The previous night I'd looked up the tides on my Sidekick. The website I found listed low tide at 11:42am. Our plan was to do some tide-pooling, so we drove to the Cabrillo National Monument, arriving around 10:00am. When we arrived, the ranger told us that low tide would be 11:22am. I'm not sure which was right, but that still gave us plenty of time.

We parked in the lot for the tide pools, then made the short walk down to the rocky coastline under cloudy skies. There was one family already there, starting to explore. We made our way down and started exploring. We saw a little bit of marine life, but not much. I did see a crab just as it was crawling into a crevice. It was definitely not as nice as the tide pooling on Vancouver Island. Part of it, I imagine, is a function of how low the tide is on the day you arrive. Not all tides are created equal.
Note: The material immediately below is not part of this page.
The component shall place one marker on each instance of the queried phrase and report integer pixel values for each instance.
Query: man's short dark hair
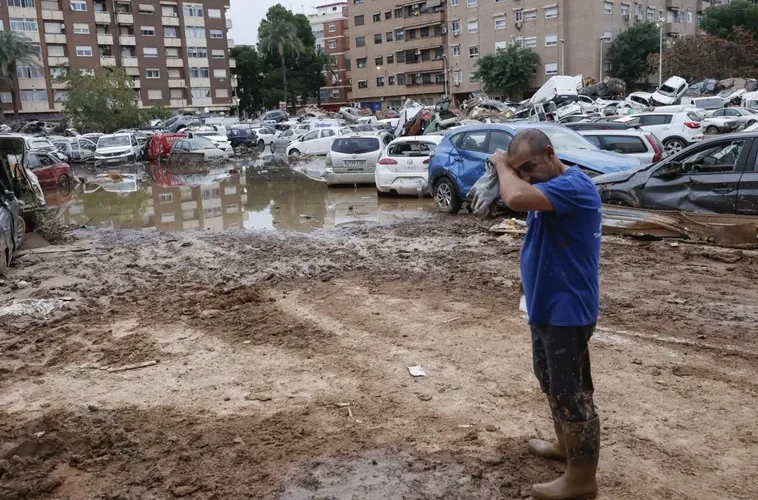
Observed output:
(537, 141)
Mussels at Cabrillo tide pools

Kelp edge

If you bring a pair of sandals, or don't mind going barefoot, you can walk through a narrow shallow strip of water to reach a much larger section of beach where you can do more tide pooling. We weren't prepared for that, so we had to content ourselves with our little area.

Cabrillo tide pools

Cabrillo tide pools

After an hour of exploring, we drove back up to the visitor's center. We sat on some benches overlooking the edge of the harbor as we ate our lunch. Then we browsed the book selection of the visitor's center, and slipped out behind it for some nice views. From here there's a clear view of the harbor, Coronado, and the line of ships heading into San Diego Bay. There's also a statue of Juan Rodriguez Cabrillo, who led the first European ships to San Diego in 1542.

View of San Diego Bay

View of downtown San Diego behind harbor entrance

Cabrillo statue

There's a short trail, the Bayside Trail, that leads down close to the water's edge. If you have the time, it's probably a very nice walk.